This initiative helps carve out career development for staff
When Mahindra & Mahindra decided to synergise back-end operations of its automotive and tractor businesses two years ago, the goal was largely to keep costs in check. However, the exercise has thrown up a pleasant surprise on the HR (human resource) front.
“What has been working very well for us is the synergy in team management. Two large businesses have a common talent pool and we are now able to move people from one business to another,” Pawan Goenka, President (Automotive and Farm Equipment Sectors), told Business Line.

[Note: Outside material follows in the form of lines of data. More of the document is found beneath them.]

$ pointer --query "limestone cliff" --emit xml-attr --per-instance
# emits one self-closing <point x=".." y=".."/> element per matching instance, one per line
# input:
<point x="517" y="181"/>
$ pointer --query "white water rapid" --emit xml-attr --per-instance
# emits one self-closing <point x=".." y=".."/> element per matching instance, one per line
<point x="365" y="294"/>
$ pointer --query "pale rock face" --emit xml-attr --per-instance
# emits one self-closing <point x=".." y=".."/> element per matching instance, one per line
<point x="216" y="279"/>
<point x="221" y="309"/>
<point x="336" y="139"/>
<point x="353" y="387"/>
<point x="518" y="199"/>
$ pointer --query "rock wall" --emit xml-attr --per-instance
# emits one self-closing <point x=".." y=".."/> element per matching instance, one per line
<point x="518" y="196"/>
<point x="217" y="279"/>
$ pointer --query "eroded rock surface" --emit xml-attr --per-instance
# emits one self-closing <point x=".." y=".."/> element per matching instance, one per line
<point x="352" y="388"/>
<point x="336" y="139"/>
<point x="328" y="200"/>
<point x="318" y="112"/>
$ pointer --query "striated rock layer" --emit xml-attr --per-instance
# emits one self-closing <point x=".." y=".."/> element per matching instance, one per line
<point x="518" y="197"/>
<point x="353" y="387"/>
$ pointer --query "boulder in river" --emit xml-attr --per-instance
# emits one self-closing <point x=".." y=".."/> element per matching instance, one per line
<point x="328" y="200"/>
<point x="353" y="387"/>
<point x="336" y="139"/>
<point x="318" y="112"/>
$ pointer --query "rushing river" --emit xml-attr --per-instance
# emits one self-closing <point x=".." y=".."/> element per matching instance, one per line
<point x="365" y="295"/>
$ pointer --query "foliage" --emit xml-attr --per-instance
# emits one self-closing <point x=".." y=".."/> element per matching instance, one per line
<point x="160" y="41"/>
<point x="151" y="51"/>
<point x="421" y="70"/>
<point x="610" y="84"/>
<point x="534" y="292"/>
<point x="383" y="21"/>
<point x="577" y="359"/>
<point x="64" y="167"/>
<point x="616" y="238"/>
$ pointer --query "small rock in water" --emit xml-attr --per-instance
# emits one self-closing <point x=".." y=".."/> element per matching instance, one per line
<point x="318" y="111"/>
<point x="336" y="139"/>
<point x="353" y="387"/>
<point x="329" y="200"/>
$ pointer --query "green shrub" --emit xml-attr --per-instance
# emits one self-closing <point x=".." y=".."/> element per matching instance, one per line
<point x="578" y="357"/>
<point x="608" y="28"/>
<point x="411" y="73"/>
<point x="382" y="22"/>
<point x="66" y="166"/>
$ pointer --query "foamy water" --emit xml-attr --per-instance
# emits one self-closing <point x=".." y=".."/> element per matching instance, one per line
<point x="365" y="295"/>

For instance, the person heading tractor sales at Swaraj was formerly with the automotive sector. Likewise, the individual entrusted with sourcing for automotive was operating a tractor plant earlier. Yet another person in charge of manufacturing at Swaraj was carrying out this function at the Haridwar auto unit.
“There are lots of such instances where talent was tapped from one business to be used in the other,” Goenka said. From M&M’s point of view, this initiative has helped carve out career development paths for its employees.
On the business side, the integration spin-offs are already evident in sourcing of parts which is “working extremely well”. In addition, there are synergies in R&D and in technology areas such as engines, transmissions, electricals and computer engineering where common teams are working on the auto and tractor businesses.
Going forward, there will be other synergies with SsangYong Motor, the Korean entity now in M&M’s ownership. According to Goenka, this will create an “economic powerhouse” while dealing with suppliers.
Incidentally, on the tractor side, the company ‘down-stocked’ by nearly 4,000 units last quarter and, in terms of production, there were 5,000 tractors less than overall sales. “Our retails are higher than billing which means we have down-stocked at dealerships too. To that extent, our overall inventory situation is very good,” Goenka said.
These are not the best of times for the tractor industry. In January, the forecast was 8-9 per cent growth which was later pruned to five per cent and is now at a more realistic 2-3 per cent.
“The tractor industry is cyclical and has seen its share of highs and lows. Rains are not such an issue as they were once upon a time,” Goenka said. The bigger things to worry about are poor labour availability and overall farm income levels.